Gaius erhob sich und verbeugte sich höflich, bevor er das Haus verließ.

Octavia sah ihm lächelnd nach. Auf ihre Art mochte sie den Offizier. Im Gegensatz zu ihrem Mann und ihrem verstorbenen Schwiegersohn war er ehrgeizig. Mit der richtigen Frau an seiner Seite stand Lactimus eine aussichtsreiche Karriere bevor. Daß er ausgerechnet Cornelia für die richtige Frau hielt, konnte Octavia nur recht sein. Für sie war die Ehe zwischen Gaius Lactimus und ihrer Tochter bereits beschlossene Sache, auch wenn Cornelia davon noch nichts wußte.
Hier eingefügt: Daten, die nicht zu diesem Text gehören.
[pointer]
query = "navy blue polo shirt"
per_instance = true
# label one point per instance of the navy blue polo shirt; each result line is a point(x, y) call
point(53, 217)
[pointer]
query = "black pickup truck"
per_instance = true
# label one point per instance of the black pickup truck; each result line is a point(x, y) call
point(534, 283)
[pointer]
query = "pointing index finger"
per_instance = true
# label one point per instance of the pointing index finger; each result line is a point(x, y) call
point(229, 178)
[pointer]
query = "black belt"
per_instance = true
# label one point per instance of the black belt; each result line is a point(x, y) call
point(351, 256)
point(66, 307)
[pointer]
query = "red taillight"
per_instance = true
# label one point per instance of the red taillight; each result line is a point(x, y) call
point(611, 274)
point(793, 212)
Octavias Gedanken kehrten von Zukunftsvisionen zurück in die Gegenwart, und unwillkürlich runzelte sie die Stirn. Sie kannte ihre Tochter gut genug, um zu wissen, daß der ›Schwur‹ allenfalls ein Vorwand, aber sicher nicht der eigentliche Grund für Cornelias Besuche bei den Kelten war. Sie hatte in Aquae Sulis junge, hochgewachsene und gutgebaute keltische Männer gesehen, deren Charme man sich nicht entziehen konnte. Doch Cornelia hatte noch nie den Sinn für erotische Abenteuer. Wenn sie sich für einen Mann interessierte, dann war es ernst! Octavia verzog ihre rot geschminkten Lippen zu einem gefährlichen Lächeln. Vielleicht mußte man diesen Gefangenen auf die Reise zu seinem nächsten Leben schikken, wenn andere Maßnahmen nichts nützten. Denn niemand durchkreuzte die Pläne einer Octavia Julia. Kein Römer – und schon gar kein Kelte!